Make similarity search using vector database

In this article I will walk you through how you can make simple similarity search with vector database and S-BERT model

Prerequisites

There are not so much prerequisites because it's a beginner level tutorial of how to work with vector databases so all you need is some basic knowledge of vector database and how to use pre-trained machine learning models. Other than that you need python 🐍 installed on your computer. We are using Milvus as our database for this tutorial but you can choose any database from below (just method will change)

Steps

Setup ML model
Setup DB and insert some data
Search in your DB

Yup it's that easy

Setup ML model

pip install -U sentence-transformers
pip install -U pymilvus

We will be using S-BERT model to covert our sentences to vector embeddings to store it easily in database. We are using pre-trained model here to generate embeddings.

# model.py
from sentence_transformers import SentenceTransformer

def get_embedding(sentence):
    model = SentenceTransformer("all-MiniLM-L6-v2")
    embedding = model.encode(sentence) # emedding.shape = (1, 384)
    return embedding

Setup DB and insert some data

We are using pymilvus to connect to our local database (not recommended for production). Then I wrote some random sentences and generated vector embeddings for all them. If you have mongodb or any other document based database then it will be familiar to work with milvus because we also create collection to store data.

make sure you make collection with proper embeddings dimension according your model

Then we can insert our embeddings with their sentences in database.

# upload.py
from pymilvus import MilvusClient
from model import get_embedding

sentences = [
    "I am a very smart person, but I have a lot of stupid questions",
    "You have same humor level as me if you laugh at dad jokes",
    "If you are stupid and funny then poeple will laugh at you"
]

vectors = [get_embedding(sentence) for sentence in sentences]

data = [
    {"id": i, "vector": vectors[i], "text": sentences[i]}
    for i in range(len(vectors))
]

print("Data has", len(data), "entities, each with fields: ", data[0].keys())
print("Vector dim:", len(data[0]["vector"]))

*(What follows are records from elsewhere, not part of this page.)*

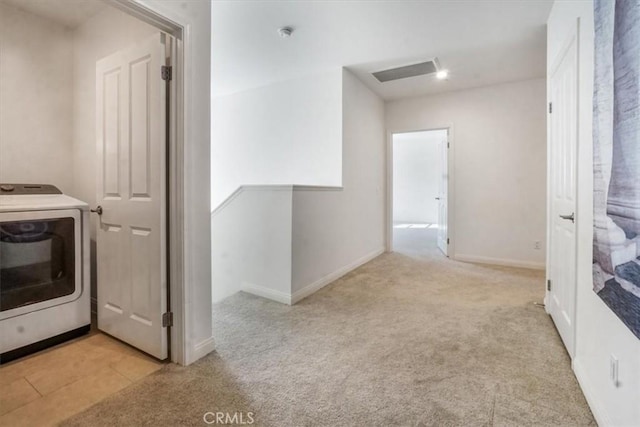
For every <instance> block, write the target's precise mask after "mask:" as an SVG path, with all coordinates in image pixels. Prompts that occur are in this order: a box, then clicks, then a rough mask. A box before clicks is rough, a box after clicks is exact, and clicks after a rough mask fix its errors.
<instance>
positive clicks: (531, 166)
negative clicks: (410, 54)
mask: <svg viewBox="0 0 640 427" xmlns="http://www.w3.org/2000/svg"><path fill="white" fill-rule="evenodd" d="M545 105H546V88H545V80H544V79H534V80H527V81H521V82H515V83H507V84H500V85H495V86H487V87H482V88H477V89H471V90H463V91H458V92H449V93H444V94H440V95H433V96H427V97H422V98H413V99H406V100H399V101H393V102H388V103H387V104H386V106H387V111H386V123H387V131H389V132H401V131H410V130H424V129H434V128H441V127H446V126H452V127H453V129H452V136H451V138H452V149H451V152H450V155H453V157H454V168H453V174H454V179H455V183H454V187H455V189H454V193H455V195H454V204H455V212H454V213H453V215H451V214H450V220H449V221H450V224H451V225H452V226H453V227H454V230H453V233H454V238H455V248H454V249H455V254H454V256H455V257H456V258H458V259H460V260H467V261H478V262H488V263H495V264H505V265H514V266H518V265H519V266H529V267H540V268H543V267H544V263H545V250H544V248H545V246H546V244H545V241H546V225H545V224H546V219H545V215H546V196H545V195H546V184H545V183H546V178H545V177H546V169H545V165H546V110H545ZM536 241H539V242H540V248H541V249H539V250H536V249H534V242H536ZM541 290H542V289H541Z"/></svg>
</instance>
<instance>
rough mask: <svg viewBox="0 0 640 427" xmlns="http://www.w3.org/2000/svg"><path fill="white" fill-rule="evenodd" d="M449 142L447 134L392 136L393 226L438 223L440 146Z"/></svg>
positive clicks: (427, 132)
mask: <svg viewBox="0 0 640 427" xmlns="http://www.w3.org/2000/svg"><path fill="white" fill-rule="evenodd" d="M446 138H447V131H446V130H435V131H426V132H410V133H399V134H395V135H393V222H403V223H409V224H419V223H429V224H434V223H437V222H438V202H437V200H436V197H438V184H439V179H440V178H439V171H440V165H439V162H440V161H441V160H440V156H439V145H438V143H439V142H440V141H442V140H446Z"/></svg>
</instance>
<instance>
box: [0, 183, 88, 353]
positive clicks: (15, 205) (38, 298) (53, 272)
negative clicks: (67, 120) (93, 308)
mask: <svg viewBox="0 0 640 427" xmlns="http://www.w3.org/2000/svg"><path fill="white" fill-rule="evenodd" d="M89 263H90V252H89V206H88V205H87V204H86V203H84V202H82V201H80V200H76V199H74V198H72V197H69V196H66V195H64V194H62V193H61V192H60V190H58V189H57V188H56V187H54V186H52V185H33V184H0V363H6V362H9V361H11V360H14V359H16V358H18V357H21V356H24V355H26V354H29V353H32V352H35V351H39V350H41V349H43V348H46V347H49V346H51V345H55V344H58V343H60V342H62V341H65V340H68V339H71V338H74V337H76V336H79V335H82V334H85V333H87V332H88V331H89V329H90V326H91V308H90V296H89V294H90V290H89V287H90V285H89V284H90V272H89V269H90V264H89Z"/></svg>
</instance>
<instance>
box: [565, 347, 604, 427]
mask: <svg viewBox="0 0 640 427" xmlns="http://www.w3.org/2000/svg"><path fill="white" fill-rule="evenodd" d="M571 367H572V368H573V373H574V374H575V375H576V378H577V379H578V384H580V388H581V389H582V394H584V397H585V399H587V403H588V404H589V408H590V409H591V413H592V414H593V417H594V418H595V419H596V423H598V425H599V426H601V427H605V426H610V425H613V424H612V423H611V421H610V419H609V417H608V416H607V413H606V411H605V410H604V408H603V407H602V405H601V404H600V402H599V401H598V399H596V397H595V396H594V395H593V387H592V386H591V382H590V381H589V380H588V377H587V374H586V372H585V370H584V368H583V367H582V364H581V363H580V361H579V360H578V359H573V361H572V362H571Z"/></svg>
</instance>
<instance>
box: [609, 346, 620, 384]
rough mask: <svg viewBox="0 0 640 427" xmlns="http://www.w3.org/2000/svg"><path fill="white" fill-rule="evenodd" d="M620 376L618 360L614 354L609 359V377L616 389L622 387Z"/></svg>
mask: <svg viewBox="0 0 640 427" xmlns="http://www.w3.org/2000/svg"><path fill="white" fill-rule="evenodd" d="M618 374H619V372H618V358H617V357H616V356H614V355H613V354H612V355H611V356H610V358H609V377H610V378H611V383H612V384H613V386H614V387H616V388H617V387H619V386H620V380H619V376H618Z"/></svg>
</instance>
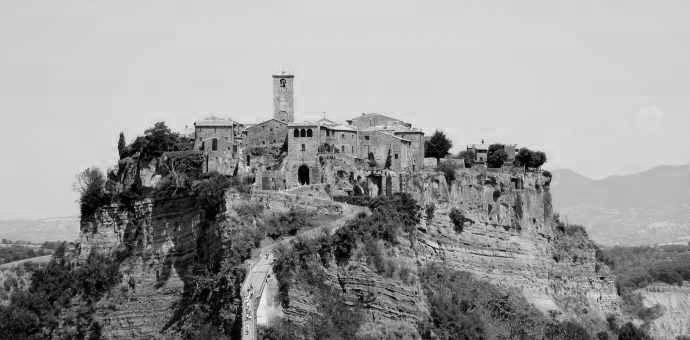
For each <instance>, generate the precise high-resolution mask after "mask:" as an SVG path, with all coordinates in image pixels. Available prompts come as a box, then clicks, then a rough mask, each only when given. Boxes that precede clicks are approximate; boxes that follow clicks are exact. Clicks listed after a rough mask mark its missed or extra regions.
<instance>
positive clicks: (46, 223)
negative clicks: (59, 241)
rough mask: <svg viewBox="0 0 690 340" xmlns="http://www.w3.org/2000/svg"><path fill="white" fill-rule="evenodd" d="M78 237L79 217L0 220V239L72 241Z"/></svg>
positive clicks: (39, 242) (44, 241)
mask: <svg viewBox="0 0 690 340" xmlns="http://www.w3.org/2000/svg"><path fill="white" fill-rule="evenodd" d="M78 237H79V217H77V216H72V217H56V218H43V219H36V220H0V239H2V238H4V239H8V240H13V241H18V240H21V241H30V242H39V243H40V242H45V241H74V240H76V239H77V238H78Z"/></svg>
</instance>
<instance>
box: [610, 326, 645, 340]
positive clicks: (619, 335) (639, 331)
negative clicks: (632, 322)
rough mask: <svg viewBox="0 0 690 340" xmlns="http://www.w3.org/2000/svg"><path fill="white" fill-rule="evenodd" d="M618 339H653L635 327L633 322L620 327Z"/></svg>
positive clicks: (618, 333) (618, 332)
mask: <svg viewBox="0 0 690 340" xmlns="http://www.w3.org/2000/svg"><path fill="white" fill-rule="evenodd" d="M618 340H651V338H650V337H649V336H648V335H647V334H645V332H644V331H642V330H641V329H639V328H637V327H635V325H633V324H632V322H628V323H626V324H625V325H623V327H621V328H620V331H619V332H618Z"/></svg>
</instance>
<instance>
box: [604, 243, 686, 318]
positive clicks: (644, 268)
mask: <svg viewBox="0 0 690 340" xmlns="http://www.w3.org/2000/svg"><path fill="white" fill-rule="evenodd" d="M599 256H600V257H601V258H602V259H603V260H604V261H606V262H607V263H609V264H610V265H609V266H610V267H611V268H613V271H614V273H615V274H616V288H617V289H618V294H619V295H620V296H621V297H622V299H623V311H624V312H625V313H626V314H629V315H633V316H635V317H637V318H639V319H641V320H643V321H644V322H646V323H648V322H651V321H653V320H654V319H656V318H657V317H659V316H660V315H661V313H662V310H661V307H660V306H651V307H645V306H644V304H643V303H642V296H641V295H640V294H639V293H637V292H636V290H637V289H641V288H644V287H647V286H648V285H650V284H652V283H655V282H663V283H667V284H671V285H679V286H681V285H683V283H684V281H690V246H684V245H673V246H662V247H613V248H609V249H604V250H600V255H599Z"/></svg>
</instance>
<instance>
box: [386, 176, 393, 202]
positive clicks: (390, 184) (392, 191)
mask: <svg viewBox="0 0 690 340" xmlns="http://www.w3.org/2000/svg"><path fill="white" fill-rule="evenodd" d="M392 195H393V179H392V178H391V175H388V176H386V196H388V197H390V196H392Z"/></svg>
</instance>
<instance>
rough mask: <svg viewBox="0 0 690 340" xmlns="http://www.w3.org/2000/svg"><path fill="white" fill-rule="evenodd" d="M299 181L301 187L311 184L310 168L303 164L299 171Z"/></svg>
mask: <svg viewBox="0 0 690 340" xmlns="http://www.w3.org/2000/svg"><path fill="white" fill-rule="evenodd" d="M297 181H298V182H299V184H301V185H306V184H309V167H308V166H306V165H304V164H302V165H301V166H300V167H299V169H297Z"/></svg>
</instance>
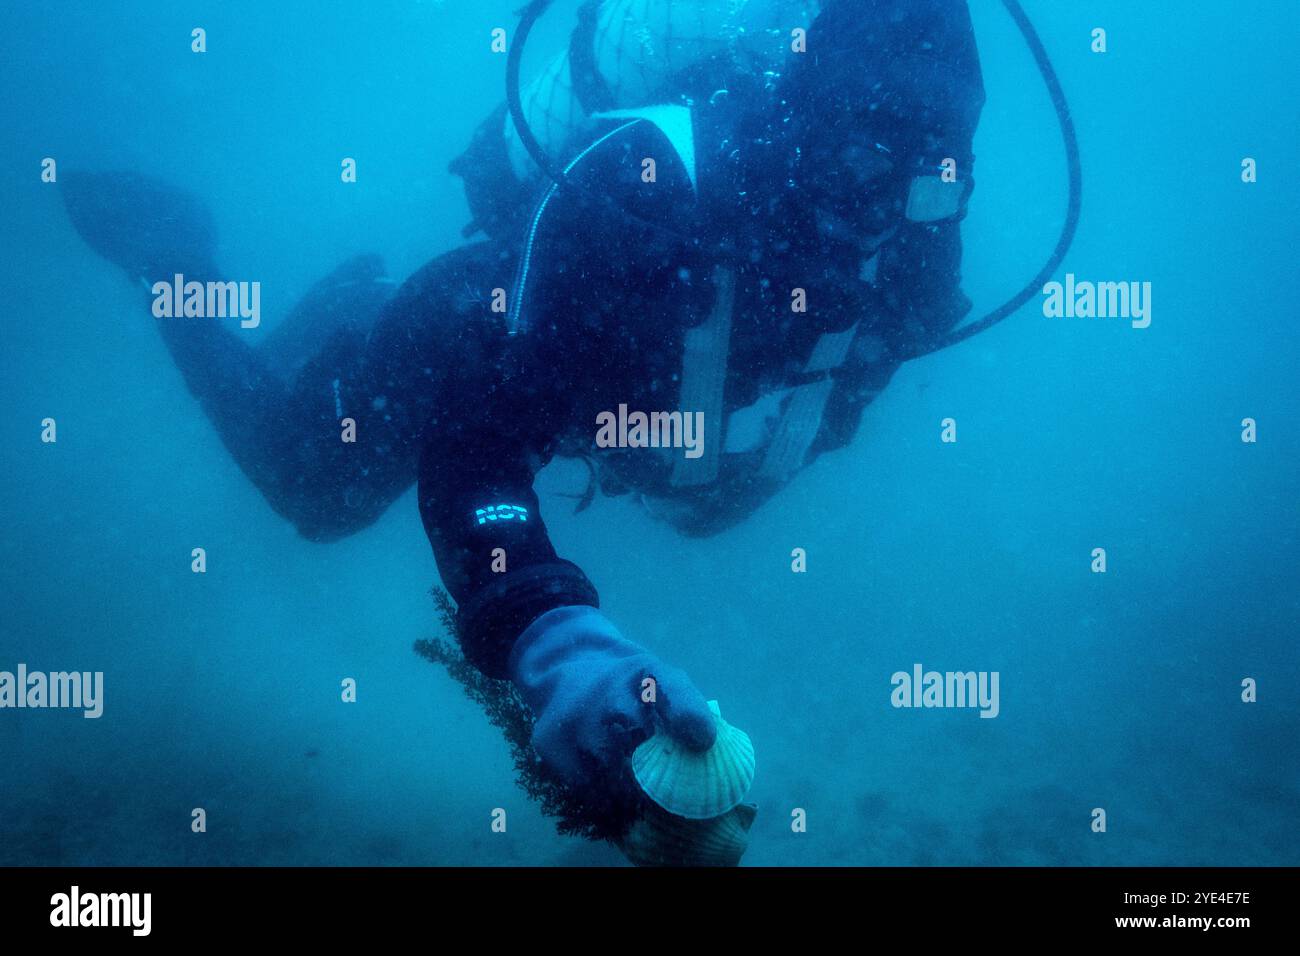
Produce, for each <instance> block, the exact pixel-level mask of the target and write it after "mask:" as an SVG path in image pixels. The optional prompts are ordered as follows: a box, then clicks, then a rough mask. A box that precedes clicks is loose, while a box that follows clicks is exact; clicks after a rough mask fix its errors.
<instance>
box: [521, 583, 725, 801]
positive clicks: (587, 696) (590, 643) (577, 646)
mask: <svg viewBox="0 0 1300 956" xmlns="http://www.w3.org/2000/svg"><path fill="white" fill-rule="evenodd" d="M510 674H511V678H512V679H513V682H515V685H516V687H519V689H520V693H523V696H524V700H526V701H528V705H529V706H530V708H532V709H533V713H534V714H536V715H537V723H536V724H534V726H533V747H534V748H536V749H537V753H538V754H539V756H541V758H542V762H545V763H546V765H549V766H550V767H551V769H552V770H556V771H558V773H559V774H560V775H562V777H564V778H565V779H568V780H571V782H577V783H582V782H591V778H593V777H602V775H608V774H610V773H611V771H615V770H617V767H619V766H620V765H621V762H623V760H624V758H625V757H627V756H628V754H630V753H632V750H633V749H634V748H636V745H637V744H640V743H641V741H642V740H645V739H646V737H649V736H650V735H653V734H654V732H655V730H656V721H655V718H656V717H658V724H659V726H662V727H663V728H664V730H666V731H667V732H668V734H671V735H672V736H673V737H676V739H677V740H680V741H681V743H682V744H685V745H686V747H689V748H692V749H694V750H705V749H707V748H708V747H710V745H711V744H712V743H714V736H715V734H716V728H715V723H714V718H712V713H711V711H710V710H708V705H707V704H706V701H705V697H703V695H702V693H699V691H698V689H695V685H694V684H693V683H690V678H688V676H686V675H685V674H684V672H682V671H680V670H679V669H676V667H671V666H668V665H666V663H663V662H662V661H659V659H658V658H656V657H655V656H654V654H651V653H650V652H647V650H646V649H645V648H642V646H640V645H637V644H633V643H632V641H629V640H628V639H627V637H624V636H623V635H620V633H619V631H617V628H615V627H614V624H612V623H610V620H608V618H606V617H604V615H603V614H601V611H598V610H597V609H595V607H588V606H580V605H572V606H567V607H556V609H555V610H551V611H547V613H546V614H543V615H541V617H539V618H537V620H534V622H533V623H532V624H529V627H528V628H526V630H525V631H524V633H523V635H520V637H519V640H517V641H516V643H515V648H513V650H512V652H511V656H510ZM645 678H654V680H655V687H654V698H655V700H654V701H653V702H645V701H642V682H643V680H645Z"/></svg>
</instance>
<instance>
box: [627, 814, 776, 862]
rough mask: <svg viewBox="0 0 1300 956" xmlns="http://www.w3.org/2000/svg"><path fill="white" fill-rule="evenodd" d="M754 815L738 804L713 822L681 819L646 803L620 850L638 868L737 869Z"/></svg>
mask: <svg viewBox="0 0 1300 956" xmlns="http://www.w3.org/2000/svg"><path fill="white" fill-rule="evenodd" d="M755 812H757V808H755V806H754V805H753V804H741V805H738V806H735V808H732V809H731V810H729V812H727V813H725V814H723V816H722V817H714V818H712V819H684V818H681V817H675V816H673V814H671V813H668V812H667V810H662V809H660V808H658V806H655V805H654V804H647V805H646V809H645V813H643V814H642V817H641V819H638V821H637V822H636V823H633V825H632V829H630V830H629V831H628V834H627V836H624V838H623V840H621V842H620V843H619V848H620V849H623V853H624V856H627V857H628V860H630V861H632V862H633V864H636V865H637V866H736V865H737V864H740V858H741V856H744V853H745V849H746V848H748V847H749V829H750V826H753V823H754V814H755Z"/></svg>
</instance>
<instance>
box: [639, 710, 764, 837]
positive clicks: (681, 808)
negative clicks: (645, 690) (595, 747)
mask: <svg viewBox="0 0 1300 956" xmlns="http://www.w3.org/2000/svg"><path fill="white" fill-rule="evenodd" d="M708 709H710V710H712V711H714V719H715V721H716V722H718V739H716V740H715V741H714V745H712V747H710V748H708V749H707V750H705V752H703V753H694V752H693V750H690V749H689V748H686V747H685V745H682V744H680V743H677V741H676V740H673V739H672V737H671V736H668V735H667V734H664V732H662V731H660V732H659V734H655V735H654V736H653V737H650V739H649V740H646V741H645V743H643V744H641V745H640V747H638V748H637V749H636V750H634V752H633V753H632V775H633V777H634V778H636V780H637V783H638V784H640V786H641V790H642V791H643V792H645V795H646V796H647V797H650V799H651V800H654V801H655V803H656V804H658V805H659V806H662V808H663V809H666V810H667V812H668V813H672V814H675V816H677V817H685V818H686V819H710V818H712V817H720V816H723V814H724V813H727V812H728V810H731V809H732V808H735V806H736V805H737V804H740V801H741V800H744V799H745V795H746V793H749V788H750V784H753V783H754V745H753V744H751V743H750V740H749V736H748V735H746V734H745V731H742V730H738V728H736V727H732V726H731V724H729V723H727V722H725V721H724V719H723V714H722V710H719V709H718V701H708Z"/></svg>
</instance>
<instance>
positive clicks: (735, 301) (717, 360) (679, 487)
mask: <svg viewBox="0 0 1300 956" xmlns="http://www.w3.org/2000/svg"><path fill="white" fill-rule="evenodd" d="M714 287H715V290H716V293H715V295H714V306H712V308H711V310H710V312H708V317H707V319H706V320H705V321H702V323H701V324H699V325H695V326H693V328H690V329H688V330H686V337H685V349H684V355H682V360H681V394H680V399H679V402H680V406H681V412H682V414H684V415H689V414H692V412H703V420H705V431H703V436H705V438H706V441H703V444H702V454H701V455H699V458H679V459H677V460H676V463H675V464H673V466H672V476H671V477H669V481H671V484H672V486H673V488H690V486H698V485H708V484H712V483H714V481H716V480H718V466H719V462H720V458H722V450H723V441H724V440H723V397H724V394H725V390H727V355H728V352H729V351H731V323H732V310H733V308H735V307H736V271H735V269H731V268H727V267H723V265H718V267H715V268H714ZM710 436H712V440H711V441H710V440H708V437H710Z"/></svg>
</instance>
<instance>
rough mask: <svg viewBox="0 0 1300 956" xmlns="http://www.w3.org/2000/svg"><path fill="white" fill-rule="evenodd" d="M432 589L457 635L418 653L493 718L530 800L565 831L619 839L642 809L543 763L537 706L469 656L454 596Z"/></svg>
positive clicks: (515, 772)
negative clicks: (534, 724)
mask: <svg viewBox="0 0 1300 956" xmlns="http://www.w3.org/2000/svg"><path fill="white" fill-rule="evenodd" d="M429 593H430V594H433V600H434V604H435V605H437V607H438V619H439V622H441V623H442V627H443V630H445V631H446V633H447V635H450V637H451V639H452V640H445V639H442V637H430V639H428V640H419V641H416V643H415V652H416V653H417V654H419V656H420V657H422V658H425V659H426V661H430V662H433V663H438V665H442V667H443V669H445V670H446V671H447V675H448V676H450V678H451V679H452V680H455V682H456V683H458V684H460V688H461V689H463V691H464V693H465V696H467V697H469V700H472V701H473V702H474V704H477V705H478V706H480V708H482V710H484V714H485V715H486V717H487V722H489V723H491V724H493V726H494V727H497V728H498V730H499V731H500V732H502V735H503V736H504V737H506V743H507V744H508V745H510V753H511V758H512V760H513V763H515V782H516V783H517V784H519V787H520V788H521V790H523V791H524V792H525V793H526V795H528V796H529V799H532V800H536V801H537V803H538V804H541V808H542V813H543V814H546V816H547V817H552V818H555V821H556V822H555V829H556V830H558V831H559V832H560V834H562V835H564V836H582V838H584V839H588V840H597V842H599V840H610V842H611V843H617V842H619V840H620V839H621V838H623V835H624V834H625V832H627V829H628V827H629V826H630V823H632V821H633V819H634V817H636V813H637V808H636V806H633V805H630V804H629V803H628V800H627V799H625V796H623V795H619V793H616V792H615V793H604V791H603V788H585V790H578V788H576V787H572V786H569V784H568V783H567V782H565V780H563V779H562V778H559V777H558V775H556V774H554V773H551V771H550V770H549V769H547V767H546V765H545V763H542V760H541V757H539V756H538V754H537V750H536V749H534V748H533V744H532V736H533V723H534V722H536V718H534V715H533V711H532V710H530V709H529V706H528V704H526V702H525V701H524V698H523V697H521V696H520V693H519V691H517V689H515V685H513V684H511V683H510V682H508V680H497V679H494V678H489V676H486V675H485V674H482V672H481V671H478V669H476V667H474V666H473V665H472V663H469V661H467V659H465V656H464V653H461V650H460V635H459V628H458V627H456V606H455V604H454V602H452V600H451V596H450V594H447V592H446V591H443V589H442V588H439V587H437V585H434V587H433V588H432V589H430V592H429Z"/></svg>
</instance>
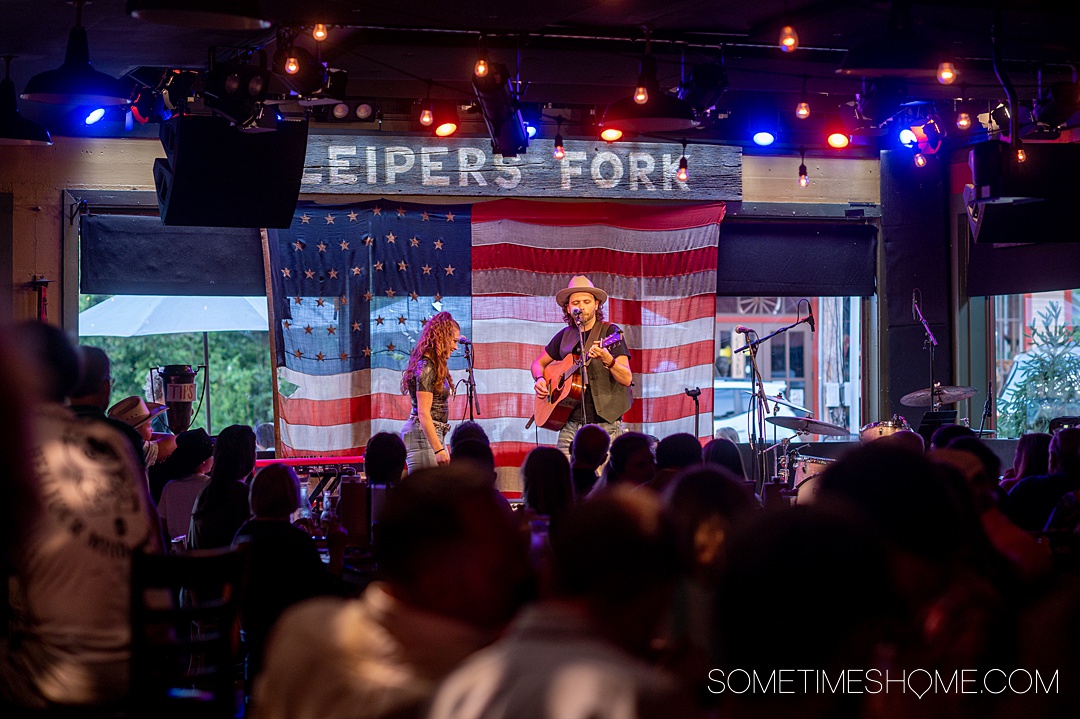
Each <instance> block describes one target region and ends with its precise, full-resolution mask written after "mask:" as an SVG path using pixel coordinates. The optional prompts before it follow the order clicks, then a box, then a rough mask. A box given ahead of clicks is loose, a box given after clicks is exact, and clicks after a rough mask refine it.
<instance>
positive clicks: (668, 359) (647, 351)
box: [473, 338, 715, 374]
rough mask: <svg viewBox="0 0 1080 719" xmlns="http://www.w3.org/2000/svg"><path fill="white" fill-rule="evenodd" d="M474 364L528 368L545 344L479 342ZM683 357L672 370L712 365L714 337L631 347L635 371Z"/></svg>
mask: <svg viewBox="0 0 1080 719" xmlns="http://www.w3.org/2000/svg"><path fill="white" fill-rule="evenodd" d="M474 347H475V353H474V356H475V360H474V361H473V362H474V367H475V368H476V369H528V368H529V367H531V366H532V361H534V360H536V358H537V357H538V356H540V353H541V352H543V351H544V347H542V345H539V344H524V343H519V342H489V343H481V342H477V343H476V344H475V345H474ZM676 357H677V358H678V360H679V364H677V365H676V366H674V367H667V368H666V369H667V370H672V369H685V368H688V367H694V366H698V365H707V364H712V362H713V361H714V360H715V357H714V356H713V340H712V338H710V339H707V340H701V341H700V342H690V343H688V344H680V345H678V347H677V348H673V349H662V350H635V349H633V348H631V360H630V367H631V369H633V370H634V371H635V372H638V374H640V372H651V371H654V370H656V368H657V367H658V366H660V365H661V363H665V362H669V363H670V362H674V358H676Z"/></svg>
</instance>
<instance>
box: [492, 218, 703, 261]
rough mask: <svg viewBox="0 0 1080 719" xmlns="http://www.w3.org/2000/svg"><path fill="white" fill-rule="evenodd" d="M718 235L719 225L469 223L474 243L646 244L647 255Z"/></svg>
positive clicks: (671, 250) (554, 243) (673, 249)
mask: <svg viewBox="0 0 1080 719" xmlns="http://www.w3.org/2000/svg"><path fill="white" fill-rule="evenodd" d="M719 236H720V226H719V225H703V226H701V227H691V228H686V229H678V230H629V229H624V228H618V227H611V226H608V225H583V226H577V227H550V226H546V225H530V223H528V222H515V221H514V220H496V221H491V222H476V223H474V225H473V246H474V247H475V246H485V245H500V244H507V242H508V240H509V239H513V244H515V245H522V246H525V247H538V248H542V249H612V250H616V252H620V253H626V248H627V247H648V248H649V250H648V254H649V255H661V254H664V253H685V252H687V250H689V249H700V248H702V247H715V246H716V244H717V242H718V241H719ZM626 254H638V253H636V252H633V253H626Z"/></svg>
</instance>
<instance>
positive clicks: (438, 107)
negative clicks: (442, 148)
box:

client = MilvusClient("demo.db")

if not client.has_collection(collection_name="demo"):
    client.create_collection(
        collection_name="demo",
        dimension=384,
    )

client.insert(collection_name="demo", data=data)

Search in your DB

Now it's last part where we will write code for our search. It too easy in milvus. You just need to create embeddings for your query and then you can search for that embedding. you can also setup indexing and all but that will be too much for this tutorial.

# search.py
from pymilvus import MilvusClient
from model import get_embedding

query = "What do you think about laughing at dad jokes?"
embeddings = get_embedding(query)

client = MilvusClient("demo.db")

query_vectors = [[float(e) for e in embeddings]]

res = client.search(
    collection_name="demo",
    data=query_vectors,
    limit=1,
    output_fields=["text"],
)

print(res)

Now it's time to test it

It's simple. Run your upload script and then search script.

python upload.py

python search.py

Congratulations!! You created your first similarity search using python.